The 50 piece rule kicks in on the first day candidates can circulate nomination papers. For this election season, that day was December 1, 2020. The rule is in effect until the day after election day. Carter's letter with the first printing of Let's Talk About It is dated "December 2020"—no specific day, but clearly on or after December 1. Another letter, signed by Carter and Mayor Satya Rhodes-Conway (who is not up for re-election this year), went out with a second printing of the book and is dated February 2021. The property tax letter—signed by Rhodes-Conway, Carter, and District 12 Alder Syed Abbas—is dated December 2020, and Carter's press release about the murders in Atlanta is dated March 19. 

As the current election season got underway, City of Madison Attorney Michael Haas sent out several emails to Alders to provide guidance on the 50 piece rule, because the way the city interprets and applies the rule has changed since the city's last election cycle. 

"I wasn’t here for the last campaign cycle but I believe some of the differences is that the Council’s previous policy did not have the 50-piece rule take effect until December 15th rather than December 1st, and it did not apply to communications that were seen as involving legitimate City business, even though the statute did not make that distinction," Haas says.

Haas has an extensive background in dealing with Wisconsin elections law. He began working for Wisconsin's Government Accountability Board in 2008 and became head of its elections division in 2012. In 2015, Wisconsin's Republican-controlled legislature dissolved the GAB—in retaliation for the agency's investigations into then-Governor Scott Walker's campaign activities—and replaced it with two bodies, the Wisconsin Elections Commission and the Wisconsin Ethics Commission. Haas went on to serve as head of the Elections Commission, but resigned that position in 2018 under continued political pressure.

Haas declined to comment directly on the complaint. 

"I have not even seen the complaint, I haven’t confirmed any facts regarding the American Family book, and our office does not represent elected officials when such a complaint is filed," Haas says. "For those reasons I’m not going to comment on legal advice we would have given if asked."

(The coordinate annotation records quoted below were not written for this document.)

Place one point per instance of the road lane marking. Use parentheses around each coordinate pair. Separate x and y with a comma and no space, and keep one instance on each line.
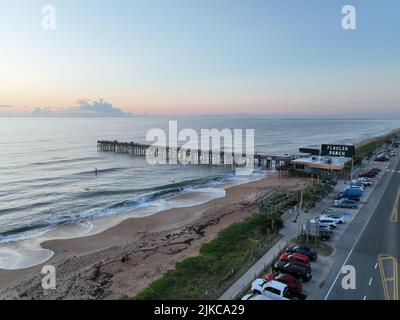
(394,217)
(358,239)
(389,280)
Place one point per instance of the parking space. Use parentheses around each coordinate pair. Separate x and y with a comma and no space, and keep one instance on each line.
(322,266)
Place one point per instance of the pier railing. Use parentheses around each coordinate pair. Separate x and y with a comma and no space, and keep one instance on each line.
(193,156)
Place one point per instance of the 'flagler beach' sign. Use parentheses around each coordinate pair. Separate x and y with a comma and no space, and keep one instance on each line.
(335,150)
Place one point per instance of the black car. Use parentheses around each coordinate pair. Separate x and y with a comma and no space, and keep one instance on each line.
(342,195)
(304,250)
(300,271)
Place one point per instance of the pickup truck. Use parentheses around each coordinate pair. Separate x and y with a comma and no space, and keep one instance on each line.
(275,290)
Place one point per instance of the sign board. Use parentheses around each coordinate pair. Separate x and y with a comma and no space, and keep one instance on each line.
(313,152)
(336,150)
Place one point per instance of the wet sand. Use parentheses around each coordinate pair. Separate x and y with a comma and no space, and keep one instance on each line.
(127,257)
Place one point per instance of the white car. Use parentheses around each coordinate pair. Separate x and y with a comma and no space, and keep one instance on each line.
(325,221)
(353,186)
(255,296)
(337,217)
(366,182)
(271,289)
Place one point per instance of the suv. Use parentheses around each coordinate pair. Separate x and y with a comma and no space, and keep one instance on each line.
(304,250)
(297,270)
(338,218)
(293,284)
(322,220)
(345,203)
(295,257)
(344,195)
(366,182)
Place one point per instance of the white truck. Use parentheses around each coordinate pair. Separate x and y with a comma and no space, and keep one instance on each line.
(271,289)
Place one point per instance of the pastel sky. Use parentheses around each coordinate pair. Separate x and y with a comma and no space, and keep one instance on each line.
(286,57)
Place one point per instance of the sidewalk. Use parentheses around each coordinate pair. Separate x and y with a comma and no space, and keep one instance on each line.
(288,232)
(250,275)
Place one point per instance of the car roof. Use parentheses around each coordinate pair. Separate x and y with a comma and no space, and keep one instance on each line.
(278,285)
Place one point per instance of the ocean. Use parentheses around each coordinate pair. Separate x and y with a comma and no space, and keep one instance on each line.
(48,185)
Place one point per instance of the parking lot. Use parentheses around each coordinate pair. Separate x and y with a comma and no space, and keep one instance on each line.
(322,265)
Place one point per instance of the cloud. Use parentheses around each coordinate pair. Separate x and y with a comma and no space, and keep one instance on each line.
(103,108)
(86,109)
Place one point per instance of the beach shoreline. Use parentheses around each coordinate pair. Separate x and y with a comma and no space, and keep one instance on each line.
(125,258)
(151,245)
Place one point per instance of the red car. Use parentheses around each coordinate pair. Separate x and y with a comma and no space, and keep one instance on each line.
(368,174)
(292,283)
(295,257)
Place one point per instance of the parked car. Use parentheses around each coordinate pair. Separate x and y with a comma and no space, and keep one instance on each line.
(297,270)
(325,233)
(255,296)
(271,289)
(293,284)
(304,250)
(366,182)
(337,217)
(357,185)
(372,173)
(295,257)
(344,195)
(345,203)
(354,188)
(382,158)
(325,221)
(350,191)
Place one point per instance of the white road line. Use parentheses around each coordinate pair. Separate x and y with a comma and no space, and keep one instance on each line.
(358,238)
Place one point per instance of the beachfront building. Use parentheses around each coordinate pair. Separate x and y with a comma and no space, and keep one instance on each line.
(324,166)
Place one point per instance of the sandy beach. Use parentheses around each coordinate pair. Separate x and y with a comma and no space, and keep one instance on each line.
(127,257)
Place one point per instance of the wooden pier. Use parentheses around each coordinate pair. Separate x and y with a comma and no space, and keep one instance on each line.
(210,157)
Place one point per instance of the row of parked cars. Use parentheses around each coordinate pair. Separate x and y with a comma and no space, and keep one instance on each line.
(285,280)
(352,194)
(385,154)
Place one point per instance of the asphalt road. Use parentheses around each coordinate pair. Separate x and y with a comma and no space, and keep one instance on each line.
(372,245)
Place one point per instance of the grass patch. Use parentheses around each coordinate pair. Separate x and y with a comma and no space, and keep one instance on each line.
(220,262)
(323,248)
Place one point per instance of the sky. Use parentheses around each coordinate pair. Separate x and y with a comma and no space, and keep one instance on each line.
(167,57)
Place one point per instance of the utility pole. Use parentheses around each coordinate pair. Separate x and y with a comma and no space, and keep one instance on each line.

Either way, Royko Maurer is convinced that these mailings still run afoul of the law, and she says that some people received copies of Let’s Talk About It in the mail without asking for them. 

"A letter on city letterhead from and signed by Council President Carter was included in a book as a package deal then reproduced thousands of times and sent out during election season to people within and outside of her district whether or not they requested one," Royko Maurer says. "It is up to the Ethics Commission to determine if that is a violation of the 50 piece rule, how much it cost, if it was posted as an in-kind donation and whether or not it is within the rules. I can’t imagine how it could be."